Valkyrie Review by Dave White
Your man at the multiplex.

Valkyrie

Movie Info and Showtimes Posted on: Dec. 23, 2008 Release Date: Dec. 25, 2008

Valkyrie Grade: B+

Who’s In It: Tom Cruise, Bill Nighy, Terence Stamp, Eddie Izzard, Tom Wilkinson, Carice van Houten, Jamie Parker

The Basics: Tom Cruise is Nazi Colonel Claus von Stauffenberg, a real-life historical figure who launched a failed attempt on Hitler’s life. That it all goes wrong is kind of his fault, which should make him an interesting, flawed, almost-hero. But see the first two words of this review? The ones spelled T-o-m and C-r-u-i-s-e? That means he brings his usual approximation of human behavior to the role and unless you’re a superfan you just won’t care about the man's performance. It’s like Tropic Thunder never happened.

What’s The Deal: Counterbalancing the energy vacuum that is Cruise is the good news that this is also a Bryan Singer movie. And since he’s the talented man who made The Usual Suspects and X2, that means he knows how to keep both the action moving around his stiff-upper-lipped star and the audience engaged. He also allows the supporting actors to shine, so you have the pleasure of watching Bill Nighy and Terence Stamp and Tom Wilkinson play flesh-and-blood-having people torn between their inner selves and their Swastika-emblazoned uniforms. They took my mind off Cruise—that and the 3 Musketeers bar I snuck into the absolutely-no-food-or-drinks-allowed press screening.

As Usual, The Sole Actress Is Given Bugger All To Do: Unless you’re Nicole Kidman and you have Stanley Kubrick bossing you and your soon-to-be-ex-husband around, and he’s making sure your role is equally fleshed out into whatever shapes he chooses, to be The Woman in a Tom Cruise movie is usually a losing proposition. Carice van Houten, who’s already shown moviegoers that she’s capable of just about anything in Paul Verhoeven’s way more awesome and weird Nazi movie Black Book, gets to weep and hug Tom Cruise here. Oh well, it’s work. And the check cleared.
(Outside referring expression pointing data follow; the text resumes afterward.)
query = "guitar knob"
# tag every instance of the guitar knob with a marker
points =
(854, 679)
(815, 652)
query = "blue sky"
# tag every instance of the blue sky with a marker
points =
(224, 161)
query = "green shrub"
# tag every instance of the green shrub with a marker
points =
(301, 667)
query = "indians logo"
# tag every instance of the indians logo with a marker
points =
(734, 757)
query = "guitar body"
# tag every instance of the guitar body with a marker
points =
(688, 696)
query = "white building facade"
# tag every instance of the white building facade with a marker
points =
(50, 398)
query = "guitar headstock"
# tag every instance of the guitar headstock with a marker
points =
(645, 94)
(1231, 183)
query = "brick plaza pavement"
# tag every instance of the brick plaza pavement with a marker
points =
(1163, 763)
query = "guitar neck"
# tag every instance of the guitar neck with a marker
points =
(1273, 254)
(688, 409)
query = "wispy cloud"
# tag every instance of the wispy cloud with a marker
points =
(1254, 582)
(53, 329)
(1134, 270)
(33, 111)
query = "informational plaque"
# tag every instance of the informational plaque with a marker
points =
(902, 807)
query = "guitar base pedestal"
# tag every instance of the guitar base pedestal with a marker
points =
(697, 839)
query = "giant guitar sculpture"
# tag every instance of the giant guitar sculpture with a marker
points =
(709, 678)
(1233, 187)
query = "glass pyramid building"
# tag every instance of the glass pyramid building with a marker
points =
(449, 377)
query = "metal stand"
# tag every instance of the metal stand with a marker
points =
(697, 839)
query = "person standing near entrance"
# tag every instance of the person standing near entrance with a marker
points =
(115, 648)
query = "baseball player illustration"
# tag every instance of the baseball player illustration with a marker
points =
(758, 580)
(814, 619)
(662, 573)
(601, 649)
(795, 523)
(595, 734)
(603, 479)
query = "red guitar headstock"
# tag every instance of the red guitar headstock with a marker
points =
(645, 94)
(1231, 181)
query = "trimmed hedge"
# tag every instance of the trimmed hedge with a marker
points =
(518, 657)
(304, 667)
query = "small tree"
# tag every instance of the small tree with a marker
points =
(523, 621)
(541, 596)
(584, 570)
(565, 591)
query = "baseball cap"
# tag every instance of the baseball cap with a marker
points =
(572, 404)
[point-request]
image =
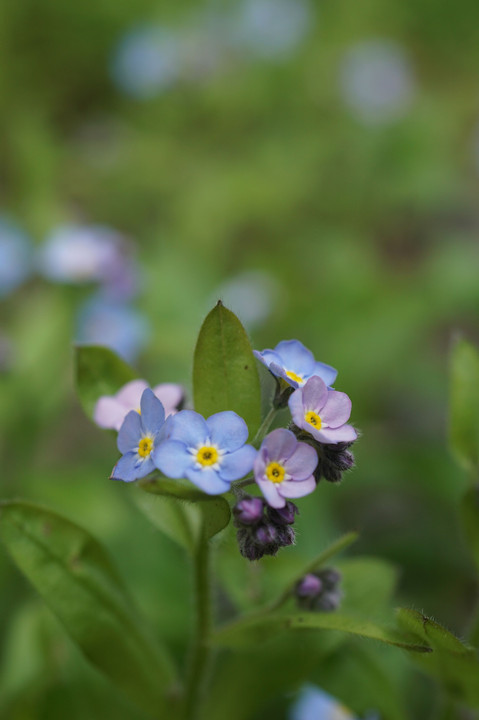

What “Based On A True Story” Means: That any lingering questions about the real von Stauffenberg (who was an old-school German aristocrat with all the usual class and race prejudices that sort of thing carries with it) and his possibly more complicated views on Nazi ideology are tidied up in the name of streamlined storytelling, making you—and, by extension, Germany and their somewhat less than welcoming stance on Scientology—get on board with Tom Cruise. Love him now, Germans, or he's going to produce a remake of Berlin Alexanderplatz.